FIGAROVOX.- Les souverainistes se divisent entre souverainisme social et souverainisme identitaire. Ce clivage vous semble-t-il pertinent?
Jacques SAPIR.- Je le dis d’emblée: non. La question de l’identité est parfaitement légitime. Elle fonde l’une des sensibilités du mouvement souverainiste. Fernand Braudel avait d’ailleurs écrit un fort beau livre sur ce sujet: L’identité de la France. Mais, en véritable historien, il montrait comment s’était construite, progressivement, dans les joies et dans les drames, cette identité.

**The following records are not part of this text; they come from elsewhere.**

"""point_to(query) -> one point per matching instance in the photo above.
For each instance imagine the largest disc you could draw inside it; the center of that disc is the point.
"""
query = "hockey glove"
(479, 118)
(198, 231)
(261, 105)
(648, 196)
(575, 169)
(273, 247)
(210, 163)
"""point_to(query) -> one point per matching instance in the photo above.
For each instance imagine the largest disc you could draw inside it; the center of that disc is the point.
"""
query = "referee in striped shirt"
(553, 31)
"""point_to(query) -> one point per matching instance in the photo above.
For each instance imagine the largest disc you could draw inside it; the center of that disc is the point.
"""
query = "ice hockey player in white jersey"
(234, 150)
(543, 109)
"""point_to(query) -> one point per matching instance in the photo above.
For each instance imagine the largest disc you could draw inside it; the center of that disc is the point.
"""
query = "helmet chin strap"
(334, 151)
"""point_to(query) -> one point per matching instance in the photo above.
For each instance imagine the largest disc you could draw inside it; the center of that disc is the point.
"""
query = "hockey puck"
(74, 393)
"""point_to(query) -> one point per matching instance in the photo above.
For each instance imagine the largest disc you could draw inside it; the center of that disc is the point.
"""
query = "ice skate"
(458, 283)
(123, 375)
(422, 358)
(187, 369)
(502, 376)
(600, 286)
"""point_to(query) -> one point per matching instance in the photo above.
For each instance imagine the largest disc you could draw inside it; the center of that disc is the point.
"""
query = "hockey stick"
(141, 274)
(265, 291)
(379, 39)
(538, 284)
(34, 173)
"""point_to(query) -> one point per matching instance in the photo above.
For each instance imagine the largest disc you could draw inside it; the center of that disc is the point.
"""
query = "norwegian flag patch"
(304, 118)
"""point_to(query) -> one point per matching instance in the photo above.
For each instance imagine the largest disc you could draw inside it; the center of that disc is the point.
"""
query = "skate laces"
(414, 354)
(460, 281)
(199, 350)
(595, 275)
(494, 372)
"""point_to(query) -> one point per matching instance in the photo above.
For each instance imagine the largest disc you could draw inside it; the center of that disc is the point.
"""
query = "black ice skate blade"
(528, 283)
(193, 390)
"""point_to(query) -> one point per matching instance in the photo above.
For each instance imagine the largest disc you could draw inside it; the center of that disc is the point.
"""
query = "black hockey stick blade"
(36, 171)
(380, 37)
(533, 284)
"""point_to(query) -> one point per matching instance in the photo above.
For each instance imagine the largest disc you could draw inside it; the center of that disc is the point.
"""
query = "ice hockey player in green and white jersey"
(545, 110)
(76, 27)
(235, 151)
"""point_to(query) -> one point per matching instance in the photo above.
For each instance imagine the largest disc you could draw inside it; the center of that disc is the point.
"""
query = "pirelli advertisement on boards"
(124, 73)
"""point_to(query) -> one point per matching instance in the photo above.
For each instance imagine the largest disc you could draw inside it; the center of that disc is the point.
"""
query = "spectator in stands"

Bien avant lui, au XIXè siècle, François Guizot, un autre historien mais aussi plus connu comme ministre de Louis-Philippe, montrait comment les luttes sociales, construisant des «espaces de souveraineté» avaient produit des institutions, et comment ces institutions avaient permis d’autres combats pour la souveraineté, combats qui ont façonné l’identité française.
En revanche, je refuse la réduction de l’identité, qui est un concept politique, émotionnel aussi, enraciné dans une histoire, à l’ethnie ou à la religion. Ce type de position est en réalité complètement contradictoire avec le principe de souveraineté, qui repose sur une notion politique du «peuple». Cela viendrait à nier les capacités intégratrices du peuple français, quand il est souverain. Que cette intégration soit aujourd’hui très difficile, qu’il faille probablement arrêter temporairement l’immigration, et en tous les cas certainement la réglementer plus strictement est un fait, mais un fait conjoncturel. Il faut en permanence se poser la question des conditions économiques, sociales et politiques de l’intégration, et ajuster les flux en conséquence. Que l’immigration de masse ait été aussi voulue par les grandes entreprises qui, dans les années 1960 et 1970 voulaient reconstituer la fameuse «armée de réserve du Capital» dont Marx parlait pour pouvoir limiter la hausse des salaires réels est aussi un fait.